I caught up on some blog reading this weekend, and I learned something incredible--many of my favorite bloggers know one weird trick to lose belly fat, get a cheap mortgage, and what states have the best pizza. Or, at least, they tacitly endorse these things by posting links for them at the end of their posts.
You might do this too, and not even give it a second thought. Heck, I've done it. In an era of content arbitrage, content discovery has become very much a modern problem. Posting related links at the bottom of an article is a fine way to increase engagement with your blog, but with so much content available, it can be difficult to keep track of all those stories and articles you could suggest.
So, many of us have outsourced the problem to companies like Disqus, Zemanta and Outbrain. They discover related content and automatically provide links at the bottom of your post, and there is no doubt that these things work. The problem, however, is what else they might be posting on your site. Now, I have no issue with these services---heck, I use Disqus myself, though I turned off ads/sponsored content. But everything on your site is content. Everything.
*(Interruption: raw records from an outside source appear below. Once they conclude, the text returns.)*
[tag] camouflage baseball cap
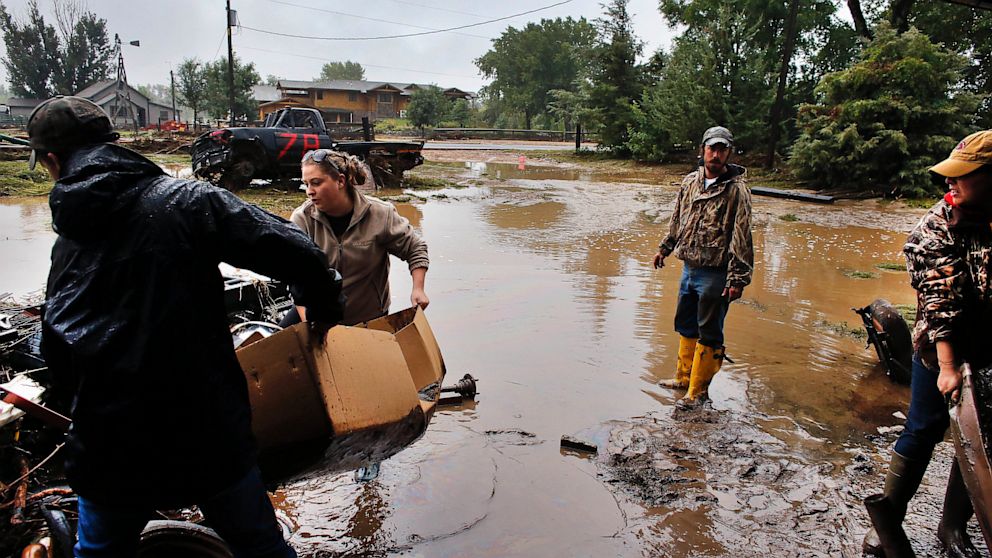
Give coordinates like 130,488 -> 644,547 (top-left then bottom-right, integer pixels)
702,126 -> 734,147
26,96 -> 119,169
930,130 -> 992,178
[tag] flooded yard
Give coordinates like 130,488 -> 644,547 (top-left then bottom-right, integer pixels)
1,157 -> 979,556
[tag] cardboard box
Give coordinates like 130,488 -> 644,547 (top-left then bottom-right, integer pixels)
236,306 -> 446,476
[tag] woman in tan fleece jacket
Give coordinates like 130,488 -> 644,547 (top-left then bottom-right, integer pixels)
285,148 -> 430,326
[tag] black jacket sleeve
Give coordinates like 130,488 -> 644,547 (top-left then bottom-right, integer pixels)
198,186 -> 344,324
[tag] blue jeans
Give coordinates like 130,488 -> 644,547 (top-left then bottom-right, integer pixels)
674,265 -> 730,348
75,467 -> 296,558
894,354 -> 950,461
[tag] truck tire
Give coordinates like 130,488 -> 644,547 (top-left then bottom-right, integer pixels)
218,158 -> 255,191
862,299 -> 913,385
137,520 -> 233,558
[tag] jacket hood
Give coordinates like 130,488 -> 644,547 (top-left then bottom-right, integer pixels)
49,143 -> 166,241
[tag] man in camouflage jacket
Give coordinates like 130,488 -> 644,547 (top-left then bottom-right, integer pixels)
653,126 -> 753,405
863,130 -> 992,557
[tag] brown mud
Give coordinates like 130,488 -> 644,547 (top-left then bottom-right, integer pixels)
1,148 -> 984,557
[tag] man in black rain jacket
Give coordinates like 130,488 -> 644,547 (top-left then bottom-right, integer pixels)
30,96 -> 342,557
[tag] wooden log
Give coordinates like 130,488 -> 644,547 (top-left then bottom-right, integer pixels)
750,186 -> 834,204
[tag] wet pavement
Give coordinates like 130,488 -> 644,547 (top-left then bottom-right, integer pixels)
1,160 -> 983,556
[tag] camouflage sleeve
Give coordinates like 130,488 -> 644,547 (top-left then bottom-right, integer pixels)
659,177 -> 688,256
726,183 -> 754,287
904,209 -> 966,343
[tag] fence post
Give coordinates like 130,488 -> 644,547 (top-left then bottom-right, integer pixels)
575,124 -> 582,152
361,117 -> 372,141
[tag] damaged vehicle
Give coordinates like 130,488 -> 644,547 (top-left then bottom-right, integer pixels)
191,107 -> 425,190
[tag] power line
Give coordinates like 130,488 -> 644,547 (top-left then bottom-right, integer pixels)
377,0 -> 492,19
237,45 -> 479,80
264,0 -> 491,40
240,0 -> 573,41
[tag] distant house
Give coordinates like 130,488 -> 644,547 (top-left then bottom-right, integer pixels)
259,80 -> 473,123
75,80 -> 179,127
6,97 -> 43,119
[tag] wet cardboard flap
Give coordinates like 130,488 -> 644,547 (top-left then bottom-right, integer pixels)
366,306 -> 445,390
237,307 -> 445,453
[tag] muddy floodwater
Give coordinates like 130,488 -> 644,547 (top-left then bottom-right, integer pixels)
2,160 -> 983,557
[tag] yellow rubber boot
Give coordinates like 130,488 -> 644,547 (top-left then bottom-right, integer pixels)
660,336 -> 697,389
682,343 -> 724,403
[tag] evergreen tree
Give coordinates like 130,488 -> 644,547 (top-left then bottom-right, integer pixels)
586,0 -> 643,154
790,26 -> 977,197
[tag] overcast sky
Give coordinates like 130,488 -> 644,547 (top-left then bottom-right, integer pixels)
0,0 -> 678,94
And when your otherwise fine content is being associated with, at best, irrelevant stories and at worst, sponsored links for products you'd never recommend in a million years, I think your content starts to look like it's being housed in a failing mall--the one that used to be good, but no one goes to anymore.
Newspaper sites seem to do this a lot. I am continually shocked by what external links get recommended to me at the bottom of an otherwise fine piece of journalism. And I cannot imagine the author of the piece really wants me to follow up their article on the Affordable Care Act by reading "10 Child Stars and Where They Are Now" or goji berries or whatever.
To me, we are chefs. We all have the same ingredients--words--and we combine them to make something useful, entertaining or thought-provoking. Allowing automated discovery services to post links to things you'd never recommend at the bottom of your site would be like outsourcing the wine pairings on your tasting menu to your Uncle Herbert, who only drinks out of jugs.
So, for my part, I'm going to think about this a bit more. I don't have that much content that I need a machine to make these recommendations, and I don't make any money from those links anyway. Do you? If someone reads to the end of one of my posts, they are either masochistic or they actually like my content. So why would I squander that wonderful opportunity to guide your experience?